Thursday, June 9, 2016

The Thanksgiving Rooster

In a recent blog post, a friend wrote of two roosters owned by his nephew and niece, and the roosters' ultimate demise. Spoiler alert! The roosters are eventually cooked and eaten.

Dom's mentioning of the roosters being eaten reminded me of something from my childhhood. I can't recall the exact year. It was so long ago, that I am the only person in this story still living. My youngest brother and sister weren't even born yet, so that gives some of you an idea of just how long ago that was.

It wasn't my first Thanksgiving, but it's the first Thanksgiving I can remember, and I'm not 100% confident of the reliability of this memory. We - my parents, my brother Rod and myself - lived on what was then called Bankhead Highway in Atlanta.

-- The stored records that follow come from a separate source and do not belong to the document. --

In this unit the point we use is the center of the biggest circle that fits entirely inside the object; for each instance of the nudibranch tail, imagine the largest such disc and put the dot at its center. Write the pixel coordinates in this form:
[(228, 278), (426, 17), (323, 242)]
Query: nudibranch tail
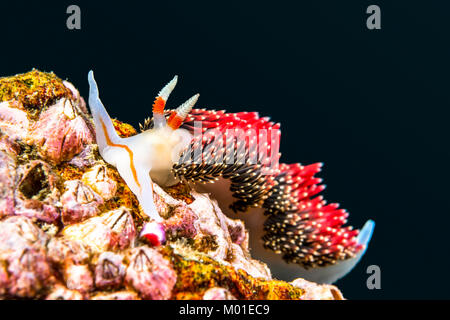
[(160, 103), (332, 273), (104, 128), (179, 115)]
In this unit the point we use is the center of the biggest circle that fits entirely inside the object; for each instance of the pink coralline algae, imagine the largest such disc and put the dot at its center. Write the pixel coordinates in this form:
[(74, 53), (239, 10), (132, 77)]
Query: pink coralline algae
[(61, 132), (25, 267), (7, 177), (110, 231), (37, 195), (79, 202), (79, 277), (99, 180), (13, 121), (150, 274), (109, 271)]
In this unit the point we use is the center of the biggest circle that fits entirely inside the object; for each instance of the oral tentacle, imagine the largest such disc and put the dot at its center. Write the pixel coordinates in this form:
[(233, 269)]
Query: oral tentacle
[(160, 103), (179, 115)]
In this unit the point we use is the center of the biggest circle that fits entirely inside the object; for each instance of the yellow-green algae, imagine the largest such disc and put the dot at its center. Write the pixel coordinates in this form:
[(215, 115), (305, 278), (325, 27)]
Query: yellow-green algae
[(36, 90)]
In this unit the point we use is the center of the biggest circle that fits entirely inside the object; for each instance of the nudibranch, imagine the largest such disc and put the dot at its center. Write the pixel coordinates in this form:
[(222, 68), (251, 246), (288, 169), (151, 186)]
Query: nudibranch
[(216, 151)]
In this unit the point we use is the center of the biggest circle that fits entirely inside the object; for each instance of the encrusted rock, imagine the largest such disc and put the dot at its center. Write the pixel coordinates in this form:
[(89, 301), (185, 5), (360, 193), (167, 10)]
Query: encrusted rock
[(61, 132), (22, 252), (7, 177), (60, 292), (79, 277), (150, 274), (109, 271), (112, 230), (37, 194), (65, 251), (98, 179), (218, 294), (13, 121), (79, 202), (118, 295)]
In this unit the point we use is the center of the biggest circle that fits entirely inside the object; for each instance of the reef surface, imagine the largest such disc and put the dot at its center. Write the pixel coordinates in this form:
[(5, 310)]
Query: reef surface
[(69, 225)]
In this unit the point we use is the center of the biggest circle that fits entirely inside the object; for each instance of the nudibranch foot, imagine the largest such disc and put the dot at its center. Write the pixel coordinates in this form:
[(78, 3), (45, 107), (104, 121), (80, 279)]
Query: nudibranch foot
[(145, 156)]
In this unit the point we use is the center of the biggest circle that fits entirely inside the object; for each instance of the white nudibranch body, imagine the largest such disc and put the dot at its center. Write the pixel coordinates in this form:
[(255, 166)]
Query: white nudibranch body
[(148, 155)]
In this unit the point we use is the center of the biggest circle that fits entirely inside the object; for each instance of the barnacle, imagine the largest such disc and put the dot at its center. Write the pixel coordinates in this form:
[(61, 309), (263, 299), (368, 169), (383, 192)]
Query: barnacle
[(239, 152)]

My parents didn't have a lot of money. We were so poor, in fact, that we could not afford a turkey for Thanksgiving dinner. Through the magic of movies and television, this five or six year-old knew one was supposed to have turkey on Thanksgiving, and I was surprised to learn that my mother had cooked a rooster. The story was, we were given the rooster by a friend of my Mother.

Looking back, this seems so odd to me. Not that we couldn't afford a turkey, but why we would have to eat a rooster rather than a hen. We had often eaten chicken.......why should this time be different?

At any rate, my mother prepared the rooster and put it in the oven for roasting. When the time came for carving the rooster, it was discovered that my mother had neglected to remove the innards before cooking the bird. The liver, gizzard, heart - the whole shebang were cooked inside the bird.

Thinking it might be, uh, foul, the entire rooster was thrown out.

After all these many years, I have to wonder how much of this story happened the way I remember. As I said earlier, it seems strange to me that we would have had to resort to rooster rather than chicken. Knowing my Dad, it's within the realm of possibility that he may have told my brother and me that it was a rooster. It could have very well have been a turkey, as far I know.